Foxconn Technology Group to tajwańska firma, która niechlubnie zasłynęła kilka lat temu serią samobójstw wśród pracowników swoich chińskich fabryk. Do drastycznych kroków doprowadzały robotników złe warunki pracy (m.in. wymuszanie nadgodzin i zakaz przerw) i niskie płace. W podjęciu decyzji pomagał fakt, iż śmierć pracownika w miejscu pracy skutkowała wypłatą odszkodowań dla poszkodowanych rodzin. W ubiegłym roku w sprawę poprawy losu robotników zaangażował się Tim Cook, szef Apple, który odwiedził chińskie fabryki Foxconnu i obiecał załodze podwyżki.

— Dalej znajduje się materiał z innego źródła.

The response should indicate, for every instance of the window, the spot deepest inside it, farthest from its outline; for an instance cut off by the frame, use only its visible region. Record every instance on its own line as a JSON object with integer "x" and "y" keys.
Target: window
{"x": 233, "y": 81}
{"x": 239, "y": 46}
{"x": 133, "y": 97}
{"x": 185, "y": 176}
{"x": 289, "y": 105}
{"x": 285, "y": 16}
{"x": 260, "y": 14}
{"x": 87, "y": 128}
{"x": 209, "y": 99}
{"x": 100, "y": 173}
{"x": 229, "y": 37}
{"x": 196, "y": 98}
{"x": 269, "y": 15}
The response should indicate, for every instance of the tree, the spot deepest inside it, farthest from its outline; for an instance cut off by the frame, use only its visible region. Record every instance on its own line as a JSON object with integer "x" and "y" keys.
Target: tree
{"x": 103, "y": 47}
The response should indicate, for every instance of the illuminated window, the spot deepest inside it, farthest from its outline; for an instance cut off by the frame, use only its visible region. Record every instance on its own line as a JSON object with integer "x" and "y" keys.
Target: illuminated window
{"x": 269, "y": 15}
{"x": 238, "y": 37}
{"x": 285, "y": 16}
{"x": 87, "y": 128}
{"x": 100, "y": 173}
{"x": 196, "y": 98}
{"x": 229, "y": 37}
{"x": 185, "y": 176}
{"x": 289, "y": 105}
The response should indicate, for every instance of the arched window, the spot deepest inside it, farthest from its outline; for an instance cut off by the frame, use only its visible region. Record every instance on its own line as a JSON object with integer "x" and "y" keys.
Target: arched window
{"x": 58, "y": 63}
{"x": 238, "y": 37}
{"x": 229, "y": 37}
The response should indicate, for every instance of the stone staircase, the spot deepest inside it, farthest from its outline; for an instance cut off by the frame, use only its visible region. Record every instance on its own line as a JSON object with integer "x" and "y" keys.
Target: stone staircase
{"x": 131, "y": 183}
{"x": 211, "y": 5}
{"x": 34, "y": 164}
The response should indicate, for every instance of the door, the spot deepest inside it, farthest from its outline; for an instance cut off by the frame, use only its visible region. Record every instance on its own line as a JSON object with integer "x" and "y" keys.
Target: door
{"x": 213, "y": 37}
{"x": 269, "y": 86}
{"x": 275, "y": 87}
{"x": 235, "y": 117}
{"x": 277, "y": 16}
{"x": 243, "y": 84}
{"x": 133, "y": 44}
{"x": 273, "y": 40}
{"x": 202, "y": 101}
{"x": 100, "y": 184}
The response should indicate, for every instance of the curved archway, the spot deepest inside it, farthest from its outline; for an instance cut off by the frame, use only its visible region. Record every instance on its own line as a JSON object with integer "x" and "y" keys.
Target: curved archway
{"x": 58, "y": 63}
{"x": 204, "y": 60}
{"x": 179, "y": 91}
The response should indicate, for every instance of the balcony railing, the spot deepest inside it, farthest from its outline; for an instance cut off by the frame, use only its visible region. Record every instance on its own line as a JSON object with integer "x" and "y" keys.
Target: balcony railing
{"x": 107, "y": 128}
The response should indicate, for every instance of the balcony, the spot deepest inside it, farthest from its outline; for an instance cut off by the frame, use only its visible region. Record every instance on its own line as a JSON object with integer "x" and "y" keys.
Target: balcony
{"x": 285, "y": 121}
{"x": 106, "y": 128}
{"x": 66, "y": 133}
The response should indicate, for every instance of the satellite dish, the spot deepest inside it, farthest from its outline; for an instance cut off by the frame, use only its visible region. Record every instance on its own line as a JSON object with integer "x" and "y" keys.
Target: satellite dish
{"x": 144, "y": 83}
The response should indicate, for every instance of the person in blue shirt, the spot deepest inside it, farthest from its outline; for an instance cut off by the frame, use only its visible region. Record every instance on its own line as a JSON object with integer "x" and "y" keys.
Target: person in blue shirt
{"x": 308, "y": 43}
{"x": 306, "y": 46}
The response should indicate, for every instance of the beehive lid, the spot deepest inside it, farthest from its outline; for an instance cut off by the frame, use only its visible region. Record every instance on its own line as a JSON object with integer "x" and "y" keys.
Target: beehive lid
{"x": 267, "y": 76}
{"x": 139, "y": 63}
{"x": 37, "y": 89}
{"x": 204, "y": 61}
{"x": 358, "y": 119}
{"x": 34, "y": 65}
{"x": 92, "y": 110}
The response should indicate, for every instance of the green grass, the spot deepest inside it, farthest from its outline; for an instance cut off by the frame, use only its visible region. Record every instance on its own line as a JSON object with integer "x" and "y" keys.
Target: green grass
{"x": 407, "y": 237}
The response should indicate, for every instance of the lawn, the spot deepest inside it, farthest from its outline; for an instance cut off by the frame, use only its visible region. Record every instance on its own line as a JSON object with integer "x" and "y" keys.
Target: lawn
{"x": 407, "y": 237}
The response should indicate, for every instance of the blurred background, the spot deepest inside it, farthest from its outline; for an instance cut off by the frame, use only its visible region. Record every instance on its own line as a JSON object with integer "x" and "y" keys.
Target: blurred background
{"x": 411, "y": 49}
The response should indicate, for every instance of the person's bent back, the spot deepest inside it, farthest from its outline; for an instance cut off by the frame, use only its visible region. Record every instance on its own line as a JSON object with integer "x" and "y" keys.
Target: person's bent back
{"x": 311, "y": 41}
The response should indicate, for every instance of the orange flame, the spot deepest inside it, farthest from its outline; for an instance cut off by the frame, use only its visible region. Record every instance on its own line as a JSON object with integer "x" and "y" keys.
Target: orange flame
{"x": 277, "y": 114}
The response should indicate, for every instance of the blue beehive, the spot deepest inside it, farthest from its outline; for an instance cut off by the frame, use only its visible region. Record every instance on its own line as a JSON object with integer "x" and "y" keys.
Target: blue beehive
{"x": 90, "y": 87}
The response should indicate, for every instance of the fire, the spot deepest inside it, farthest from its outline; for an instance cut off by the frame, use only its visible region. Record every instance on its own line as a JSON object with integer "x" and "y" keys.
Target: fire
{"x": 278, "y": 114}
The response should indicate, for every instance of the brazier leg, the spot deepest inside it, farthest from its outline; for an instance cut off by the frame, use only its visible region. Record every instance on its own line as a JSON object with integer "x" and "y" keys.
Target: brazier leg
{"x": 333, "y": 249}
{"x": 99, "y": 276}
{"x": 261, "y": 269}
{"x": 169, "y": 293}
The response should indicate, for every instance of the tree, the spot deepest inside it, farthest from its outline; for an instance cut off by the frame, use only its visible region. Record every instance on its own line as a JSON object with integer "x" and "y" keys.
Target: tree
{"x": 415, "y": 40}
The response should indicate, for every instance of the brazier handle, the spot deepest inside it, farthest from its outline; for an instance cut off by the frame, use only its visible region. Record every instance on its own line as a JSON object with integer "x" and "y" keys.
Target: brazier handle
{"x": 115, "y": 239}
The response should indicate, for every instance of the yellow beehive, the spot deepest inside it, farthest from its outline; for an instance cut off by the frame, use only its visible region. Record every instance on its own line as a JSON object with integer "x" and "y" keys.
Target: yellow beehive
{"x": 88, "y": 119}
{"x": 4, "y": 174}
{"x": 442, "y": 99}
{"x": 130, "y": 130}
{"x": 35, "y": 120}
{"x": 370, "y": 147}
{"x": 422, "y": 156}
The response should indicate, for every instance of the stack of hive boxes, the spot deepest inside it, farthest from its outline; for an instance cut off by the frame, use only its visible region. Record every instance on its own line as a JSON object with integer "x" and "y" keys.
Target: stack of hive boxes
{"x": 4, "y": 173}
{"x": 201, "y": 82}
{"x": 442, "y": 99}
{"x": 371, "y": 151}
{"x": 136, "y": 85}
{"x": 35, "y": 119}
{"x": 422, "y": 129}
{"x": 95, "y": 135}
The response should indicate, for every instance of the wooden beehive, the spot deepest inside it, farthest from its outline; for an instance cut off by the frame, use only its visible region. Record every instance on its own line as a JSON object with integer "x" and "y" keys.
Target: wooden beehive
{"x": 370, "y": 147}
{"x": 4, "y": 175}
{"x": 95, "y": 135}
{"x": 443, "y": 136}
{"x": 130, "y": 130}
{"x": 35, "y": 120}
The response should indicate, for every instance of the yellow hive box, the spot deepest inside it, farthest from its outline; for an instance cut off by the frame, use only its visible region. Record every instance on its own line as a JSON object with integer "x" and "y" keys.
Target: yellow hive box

Przyczyną obecnego zamieszania było – w zależności od wersji – uderzenie pracownika przez ochroniarza lub rywalizacja dwóch grup robotników. Stało się to w hotelu robotniczym znajdującym się na terenie fabryki około godz. 23 w niedzielę. Policji udało się uspokoić walczących dopiero około 3 nad ranem. Bójki w szczytowym momencie skupiły około 2 tys. osób.
- Fabryka została dziś zamknięta z powodu toczącego się śledztwa wyjaśniającego minione wydarzenia – powiedział w poniedziałek agencji Reuters Louis Woo, przedstawiciel Foxconnu.
To nie pierwsze niepokoje, które dotknęły tę właśnie fabrykę należącą do tajwańskiej firmy. W marcu tego roku jej załoga zastrajkowała, ponieważ nie przyznano jej obiecanej podwyżki. W czerwcu tego roku wybuchły też zamieszki w fabryce w Chengdu.